Certaines chansons n’appartiennent pas seulement aux playlists, mais au temps. Écrit dans le même élan créatif que son inaugural Cloud Highways, le nouveau single de Greg Germain, Rock With Me, est de cette race-là. Le producteur néerlandais y délaisse la contemplation des cimes pour raviver un souvenir d’une intimité rare : la canicule historique de l’été 2018.
Après une course matinale de quinze kilomètres, le musicien s’installe sur le sable, épuisé, pour y retrouver une amie proche. C’est là, dans la torpeur d’une après-midi écrasée de soleil, que le regard bascule. Véritable instantané d’un coup de foudre suspendu, le morceau capture la seconde précise où l’évidence s’impose, sous les yeux amusés d’un tiers qui devine leur connexion évidente avant eux.

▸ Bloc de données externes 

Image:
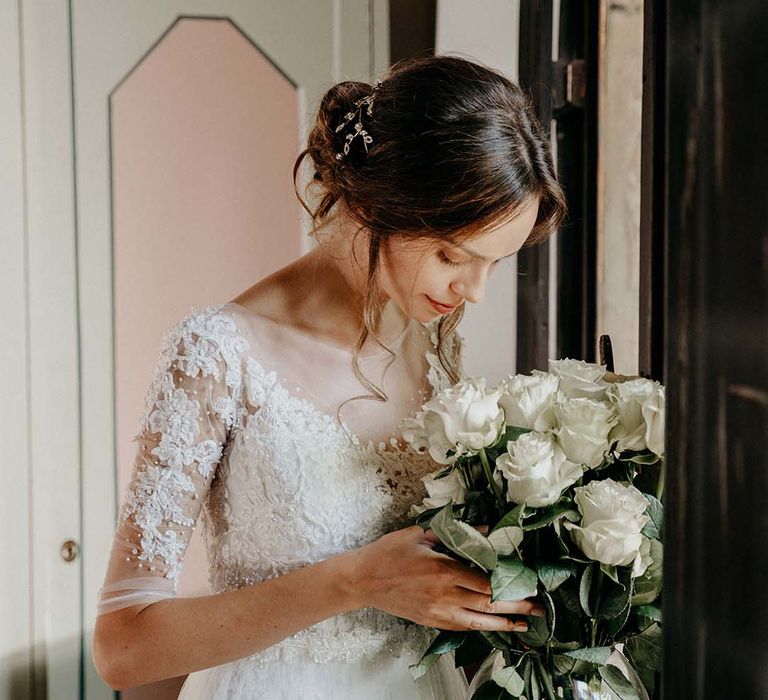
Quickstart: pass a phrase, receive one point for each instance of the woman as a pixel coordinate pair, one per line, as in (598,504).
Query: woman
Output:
(255,416)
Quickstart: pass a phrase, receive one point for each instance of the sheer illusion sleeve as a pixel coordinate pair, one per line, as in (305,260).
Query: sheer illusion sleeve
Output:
(191,404)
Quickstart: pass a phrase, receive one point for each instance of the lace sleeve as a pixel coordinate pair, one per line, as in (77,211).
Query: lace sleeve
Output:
(190,406)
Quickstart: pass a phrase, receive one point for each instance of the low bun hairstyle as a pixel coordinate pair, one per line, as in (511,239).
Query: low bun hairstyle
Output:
(456,150)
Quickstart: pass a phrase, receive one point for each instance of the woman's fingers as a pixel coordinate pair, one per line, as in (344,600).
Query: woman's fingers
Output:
(470,619)
(483,603)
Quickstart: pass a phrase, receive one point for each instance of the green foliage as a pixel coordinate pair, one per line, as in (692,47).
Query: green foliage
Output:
(445,642)
(463,539)
(648,586)
(512,580)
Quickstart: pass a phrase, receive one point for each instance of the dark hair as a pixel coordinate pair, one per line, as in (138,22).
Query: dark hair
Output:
(456,149)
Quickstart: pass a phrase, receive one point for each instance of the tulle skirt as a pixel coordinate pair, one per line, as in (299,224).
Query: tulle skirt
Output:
(384,677)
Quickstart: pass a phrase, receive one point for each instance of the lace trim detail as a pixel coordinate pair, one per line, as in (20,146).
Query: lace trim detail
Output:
(348,637)
(201,344)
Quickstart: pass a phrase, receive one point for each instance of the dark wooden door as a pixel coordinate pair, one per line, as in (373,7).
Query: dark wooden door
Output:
(715,228)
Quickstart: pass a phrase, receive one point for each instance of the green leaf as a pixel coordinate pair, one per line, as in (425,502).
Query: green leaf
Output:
(510,519)
(445,642)
(490,691)
(537,634)
(512,580)
(474,649)
(610,571)
(551,617)
(655,512)
(569,596)
(645,648)
(649,585)
(646,457)
(595,655)
(463,539)
(553,575)
(651,611)
(498,640)
(541,517)
(615,624)
(614,598)
(506,540)
(618,683)
(510,680)
(585,587)
(564,665)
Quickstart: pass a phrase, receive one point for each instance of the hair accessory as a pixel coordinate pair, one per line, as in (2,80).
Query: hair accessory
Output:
(359,131)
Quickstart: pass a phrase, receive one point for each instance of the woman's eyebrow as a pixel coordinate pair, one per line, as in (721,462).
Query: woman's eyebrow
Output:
(477,255)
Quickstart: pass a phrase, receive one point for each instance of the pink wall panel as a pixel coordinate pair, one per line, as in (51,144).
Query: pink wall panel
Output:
(204,133)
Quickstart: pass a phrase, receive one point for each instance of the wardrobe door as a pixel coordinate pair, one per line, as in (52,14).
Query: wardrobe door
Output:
(158,140)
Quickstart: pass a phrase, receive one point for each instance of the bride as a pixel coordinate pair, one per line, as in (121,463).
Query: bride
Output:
(274,421)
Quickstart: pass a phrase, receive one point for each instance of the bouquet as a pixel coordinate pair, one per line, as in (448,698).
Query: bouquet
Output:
(566,469)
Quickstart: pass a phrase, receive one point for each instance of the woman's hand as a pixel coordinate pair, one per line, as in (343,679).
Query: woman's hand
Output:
(403,575)
(611,377)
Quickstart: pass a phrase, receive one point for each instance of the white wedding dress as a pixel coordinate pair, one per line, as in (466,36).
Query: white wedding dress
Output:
(239,435)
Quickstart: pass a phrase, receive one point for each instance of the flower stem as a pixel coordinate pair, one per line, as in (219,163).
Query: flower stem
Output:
(546,680)
(491,481)
(660,485)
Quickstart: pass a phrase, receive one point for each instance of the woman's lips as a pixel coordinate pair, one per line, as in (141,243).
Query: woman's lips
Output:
(440,308)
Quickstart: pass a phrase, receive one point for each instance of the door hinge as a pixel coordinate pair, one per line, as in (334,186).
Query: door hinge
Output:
(569,84)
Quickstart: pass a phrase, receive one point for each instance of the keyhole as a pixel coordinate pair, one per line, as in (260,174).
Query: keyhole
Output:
(69,550)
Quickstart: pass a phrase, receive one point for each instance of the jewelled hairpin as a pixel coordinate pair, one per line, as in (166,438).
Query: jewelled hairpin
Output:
(366,101)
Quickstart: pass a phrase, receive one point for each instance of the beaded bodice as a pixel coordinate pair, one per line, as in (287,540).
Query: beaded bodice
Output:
(235,437)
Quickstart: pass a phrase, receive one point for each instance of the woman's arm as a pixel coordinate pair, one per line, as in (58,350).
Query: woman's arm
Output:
(399,573)
(177,636)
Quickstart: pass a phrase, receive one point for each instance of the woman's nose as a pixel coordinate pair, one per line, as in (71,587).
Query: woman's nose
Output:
(471,288)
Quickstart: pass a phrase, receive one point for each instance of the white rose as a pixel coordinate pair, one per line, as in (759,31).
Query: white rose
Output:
(464,417)
(579,378)
(442,491)
(640,403)
(528,400)
(613,514)
(536,469)
(653,410)
(584,426)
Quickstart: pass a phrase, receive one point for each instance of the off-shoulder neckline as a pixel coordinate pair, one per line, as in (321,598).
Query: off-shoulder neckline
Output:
(393,345)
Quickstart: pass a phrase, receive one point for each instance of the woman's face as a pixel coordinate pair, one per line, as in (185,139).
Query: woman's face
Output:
(428,278)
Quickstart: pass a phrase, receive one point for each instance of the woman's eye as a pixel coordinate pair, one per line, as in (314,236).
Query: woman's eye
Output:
(444,258)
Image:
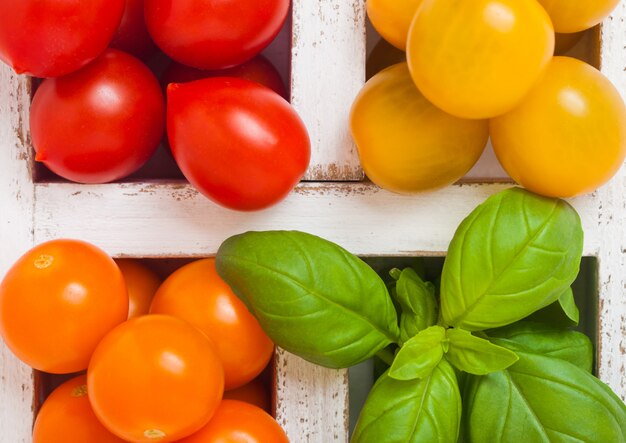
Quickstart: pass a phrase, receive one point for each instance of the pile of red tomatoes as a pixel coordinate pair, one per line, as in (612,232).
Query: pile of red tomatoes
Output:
(178,360)
(100,113)
(485,68)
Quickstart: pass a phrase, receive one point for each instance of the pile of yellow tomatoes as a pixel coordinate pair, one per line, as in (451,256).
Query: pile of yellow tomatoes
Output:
(485,68)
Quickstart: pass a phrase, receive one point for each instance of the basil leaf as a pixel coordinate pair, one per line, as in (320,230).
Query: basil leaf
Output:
(312,297)
(419,355)
(552,341)
(417,302)
(514,254)
(543,399)
(414,411)
(476,355)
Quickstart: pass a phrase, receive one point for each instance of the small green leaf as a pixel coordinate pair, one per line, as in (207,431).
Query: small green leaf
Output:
(552,341)
(417,302)
(419,355)
(312,297)
(476,355)
(514,254)
(414,411)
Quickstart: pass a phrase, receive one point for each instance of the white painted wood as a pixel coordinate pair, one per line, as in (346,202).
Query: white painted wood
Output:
(327,72)
(16,219)
(153,220)
(311,401)
(611,224)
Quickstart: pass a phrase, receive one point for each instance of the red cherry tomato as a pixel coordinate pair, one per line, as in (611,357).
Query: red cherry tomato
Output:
(236,421)
(101,123)
(56,303)
(258,70)
(237,142)
(66,416)
(214,34)
(49,38)
(155,378)
(132,35)
(196,294)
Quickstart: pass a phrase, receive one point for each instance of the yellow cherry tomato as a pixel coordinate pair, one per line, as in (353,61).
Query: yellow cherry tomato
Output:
(568,136)
(405,143)
(577,15)
(392,19)
(478,58)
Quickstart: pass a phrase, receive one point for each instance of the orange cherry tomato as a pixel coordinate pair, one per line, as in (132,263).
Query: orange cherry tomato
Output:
(568,136)
(255,392)
(66,416)
(237,421)
(142,284)
(196,294)
(392,19)
(155,378)
(58,301)
(577,15)
(478,58)
(406,144)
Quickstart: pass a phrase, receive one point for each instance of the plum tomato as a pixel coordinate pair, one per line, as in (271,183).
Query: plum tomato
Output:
(196,294)
(392,19)
(238,142)
(258,70)
(568,136)
(577,15)
(239,421)
(214,34)
(405,143)
(155,378)
(50,38)
(142,284)
(132,35)
(477,59)
(66,416)
(100,123)
(56,303)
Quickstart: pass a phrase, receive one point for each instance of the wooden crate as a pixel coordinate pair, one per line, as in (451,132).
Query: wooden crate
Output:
(170,219)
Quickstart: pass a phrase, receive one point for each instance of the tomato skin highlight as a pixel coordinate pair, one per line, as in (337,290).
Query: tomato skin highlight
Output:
(214,34)
(101,123)
(56,303)
(196,293)
(407,145)
(239,421)
(568,136)
(478,58)
(155,376)
(239,143)
(66,416)
(50,38)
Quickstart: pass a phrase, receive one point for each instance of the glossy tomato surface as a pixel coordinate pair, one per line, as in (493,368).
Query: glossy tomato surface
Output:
(258,70)
(577,15)
(214,34)
(132,34)
(477,59)
(236,421)
(392,19)
(155,378)
(56,303)
(196,294)
(405,143)
(568,136)
(49,38)
(101,123)
(66,416)
(142,284)
(237,142)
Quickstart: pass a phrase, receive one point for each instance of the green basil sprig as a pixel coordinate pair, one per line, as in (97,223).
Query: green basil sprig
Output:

Peu après, ils devenaient un couple.
Musicalement, l’orfèvre d’Apeldoorn tisse une nu-disco vaporeuse d’une élégance folle. Les synthétiseurs rétro, gorgés d’une chaleur analogique, se mêlent à un groove nocturne et chaloupé qui évoque la brise marine. Point de provocation ici, mais une pudeur magnétique. Germain préfère l’art de la suggestion à l’explicite, traduisant l’innocence et l’intensité d’un premier émoi estival par des textures sonores enveloppantes.
Rock With Me s’impose ainsi comme la bande-son organique d’une simple journée qui fait basculer toute une vie. Une merveilleuse relecture pop et nostalgique du grand frisson amoureux.